Ahead of the 2023 World Slalom Championships, a September canoeing event, British Canoeing enlisted the help of participants, nearby canoe clubs, and local volunteers to help remove floating pennywort from the waterway, which spreads quickly and poses a problem for canoeists. 

In addition to making rivers tough to paddle through, the aquatic plant also puts native species at risk. Its large rounded leaves form dense clusters on the water's surface, restricting access to sunlight for other plants and depleting oxygen levels that are vital for aquatic and semi-aquatic creatures. 

According to British Canoeing's website, 10 events to remove invasive species from Britain's waterways were held in 2023, with 15 metric tons (16.5 U.S. tons) of floating pennywort stripped from the water.

"We had the most perfect conditions to tackle the huge mats of floating pennywort which had grown so quickly," said British canoeing environment officer Pippa Rowlandson of September's efforts. "We revisited Turkey Brook to tidy up some regrowth then down to Mossops Creek to tackle the huge floating mats."
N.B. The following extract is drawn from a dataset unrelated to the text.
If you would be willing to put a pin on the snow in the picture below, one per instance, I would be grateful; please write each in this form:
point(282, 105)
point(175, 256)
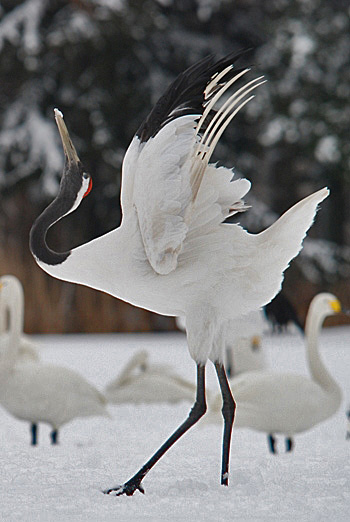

According to the Centre for Agriculture and Biosciences International, floating pennywort was brought to the UK in the 1980s from the Americas. It was prized for being an ornamental aquatic pond plant, but it quickly grew out of control and reached other water networks. It has been banned from sale since 2014 and costs over $31 million to remove from waterways in the UK and Europe every year.

That's why efforts like the ones initiated by British Canoeing are so important to keep the species under some level of control. The organization has also called on people to report sightings of floating pennywort on the INNS Mapper app.

Creative solutions to tackle invasive species are not unique to the UK, though. In New South Wales, Australia, the annual Namoi Carp Muster is a competition in which participants try to remove as much invasive carp from Narrabri Creek as possible — with prizes on offer for the biggest haul.

Meanwhile, goatscaping is an increasingly popular method in the United States to help remove invasive species from yards. The animals devour as much plant life as they can eat, making it easier for homeowners and tenants to get to work stripping vines and roots to prevent further growth. 

But the issue with floating pennywort just highlights one of the many reasons to ensure that only native plant species are introduced to your green space or ornamental pond. In addition to growing quickly out of control and being difficult to remove, invasives can cause significant harm to the local ecosystem.